No obstante el avance de las medidas extraordinarias y la aprobación del endurecimiento de la represión por parte de la mayoría de la opinión pública, cabe preguntarse por la conveniencia de esa aproximación a la violencia de las pandillas. Hay razones para pensar que, en lugar de erradicar sus raíces, solo se presta atención a sus síntomas. Si este fuera el caso, la permanencia de las raíces hará que en un futuro no lejano, dadas las condiciones adecuadas, la violencia volverá a azotar a la sociedad con la irracionalidad, la brutalidad y la destrucción que la caracteriza.
Los especialistas coinciden en que la conducta violenta está intrínsecamente ligada a la autoimagen del individuo, la cual se constituye a través de las relaciones sociales, en un determinado contexto socioeconómico y cultural. Un entorno donde la privación del respeto, el orgullo y la dignidad es máxima impulsa a quienes viven en él a actuar de manera violenta. En esas circunstancias de absoluto despojo, el respeto a sí mismo es lo único que queda al individuo, y para preservarlo está dispuesto a sacrificar cualquier otra necesidad, incluidas las biológicas. Al aproximarse al punto donde solo encuentra humillación y vergüenza, el instinto de sobrevivencia lo impulsa a actuar para no perderse en la negación total. Entonces, el individuo es capaz de cualquier renuncia, incluso está dispuesto a sacrificar su cuerpo, con tal de prevalecer y recuperar su dignidad y orgullo.
El Gobierno y la sociedad salvadoreña tienen confianza ciega en las medidas represivas. Pero estas, al humillar y avergonzar, aumentan la disposición a recurrir a la violencia en cuanto se presente la oportunidad. Por eso, los castigos severos no arrojan el resultado deseado. En realidad, no tienen otra finalidad que humillar y avergonzar. En El Salvador, la cárcel no está pensada para la rehabilitación. En ese sentido y contrario a lo que promete el discurso social y político, consolida la conducta violenta.

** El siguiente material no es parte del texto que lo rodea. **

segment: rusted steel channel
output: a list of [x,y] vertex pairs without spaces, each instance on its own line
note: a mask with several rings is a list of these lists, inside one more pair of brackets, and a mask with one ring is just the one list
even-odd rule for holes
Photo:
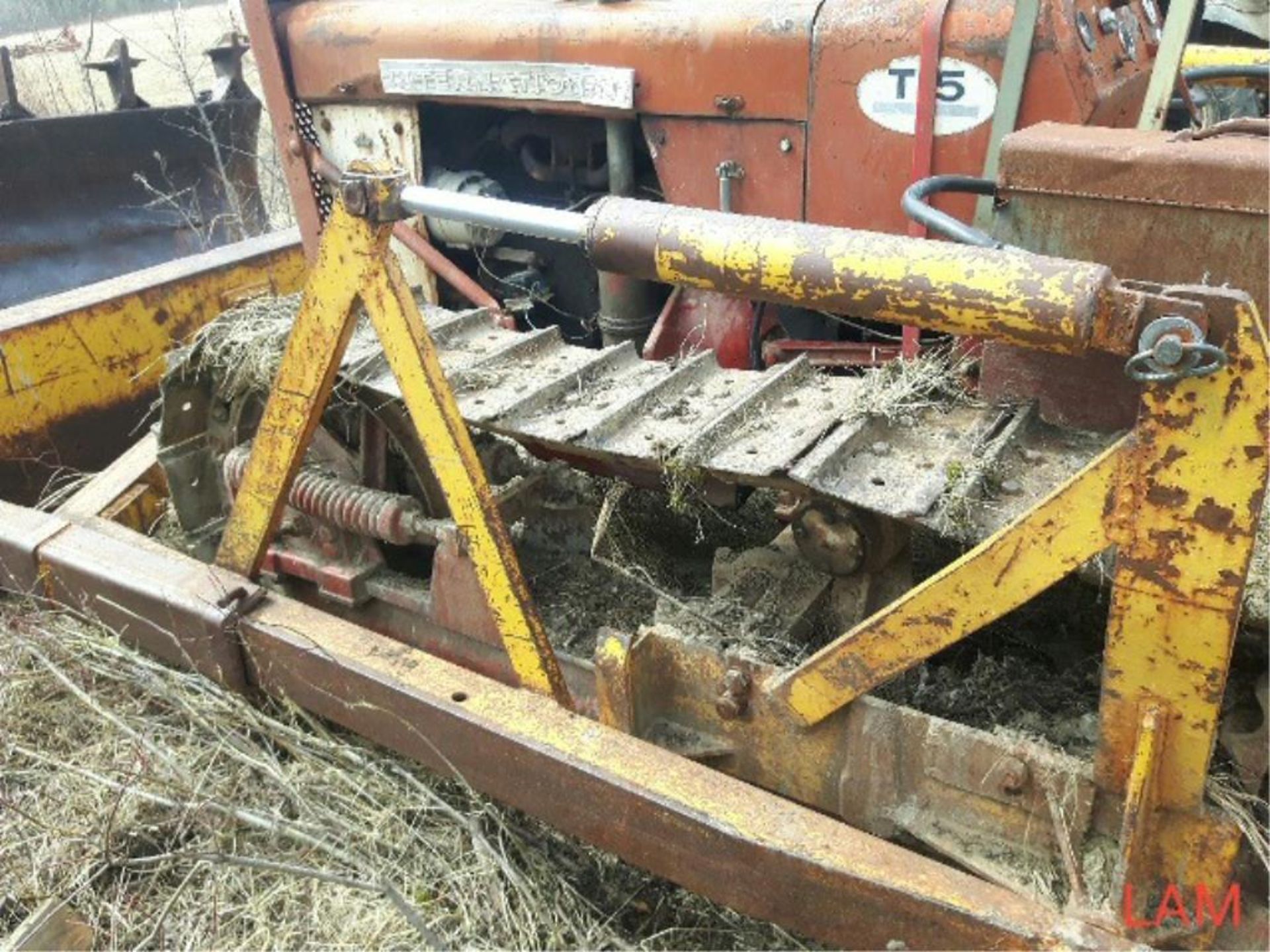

Dicho esto, cabe reconocer que no es fácil descifrar las motivaciones que impulsan al individuo a actuar de manera violenta. Por eso, los entendidos hablan de factores de riesgo, cuya presencia activa puede aumentar la probabilidad de tal comportamiento. Entre esos factores incluyen la ausencia de familia, de afecto y de vigilancia parental en la infancia; la disponibilidad de drogas y de armas de fuego; y la privación de educación, salud, empleo, aceptación social, oportunidades y futuro. Todas ellas son carencias que humillan, avergüenzan e indignan. Estas no son causas, sino simples factores que potencian o desactivan la posibilidad de una conducta violenta.

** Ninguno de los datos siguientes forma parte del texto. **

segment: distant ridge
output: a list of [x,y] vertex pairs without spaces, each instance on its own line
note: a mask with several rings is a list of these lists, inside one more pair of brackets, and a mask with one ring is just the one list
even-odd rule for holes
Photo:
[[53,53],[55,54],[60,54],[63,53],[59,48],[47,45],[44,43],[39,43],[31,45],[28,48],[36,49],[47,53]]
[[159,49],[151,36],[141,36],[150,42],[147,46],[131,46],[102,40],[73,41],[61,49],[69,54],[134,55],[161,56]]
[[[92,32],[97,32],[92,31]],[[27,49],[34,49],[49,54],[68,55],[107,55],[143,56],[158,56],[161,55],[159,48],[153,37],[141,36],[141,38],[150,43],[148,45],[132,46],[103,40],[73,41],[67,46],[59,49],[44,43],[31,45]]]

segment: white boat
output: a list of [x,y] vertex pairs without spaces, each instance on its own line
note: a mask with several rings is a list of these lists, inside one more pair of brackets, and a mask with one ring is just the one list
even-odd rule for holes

La violencia es así un medio para reducir la intensidad de la humillación y la vergüenza, y para transformarlas en orgullo. La violencia es el instrumento para hacerse respetar y, por lo tanto, para ser tomado en cuenta. La violencia es poder, y por eso precisamente los partidos políticos han negociado con las pandillas. En realidad, es un poder de destrucción, pero poder al fin de cuentas. Aparentemente, quienes así actúan no han encontrado otra alternativa a su disposición para ser respetados.
Se puede objetar que no todos los humillados, avergonzados y rechazados actúan violentamente. De hecho, la gran mayoría no lo hace nunca por la sencilla razón de que posee medios no violentos para preservar su dignidad, porque no está dispuesta a pagar el alto costo de esa conducta o porque posee sentimientos de culpa, miedo o amor, los cuales reprimen el impulso agresivo. Pero un sector significativo de la juventud salvadoreña no dispone de esos medios no violentos. La violencia sería así el último recurso desesperado para no desaparecer. La extremada situación de despojo y privación ha marcado el límite que no se puede sobrepasar sin provocar una conmoción social como la que experimenta El Salvador actual.
La conducta violenta es evitable si los factores de riesgo disminuyen. De ahí la importancia estratégica de concentrar las energías y los recursos en la prevención primaria más que en la represión. Indudablemente, esto es más positivo que agotarse en amenazas, diatribas morales e interminables discusiones. Por lo tanto, sin una reforma radical de la sociedad y de su cultura, la represión solo suprime los síntomas. El acercamiento entre el Gobierno y la gran empresa privada ofrece una buena oportunidad para comenzar a hablar de las reformas que reduzcan los factores de riesgo.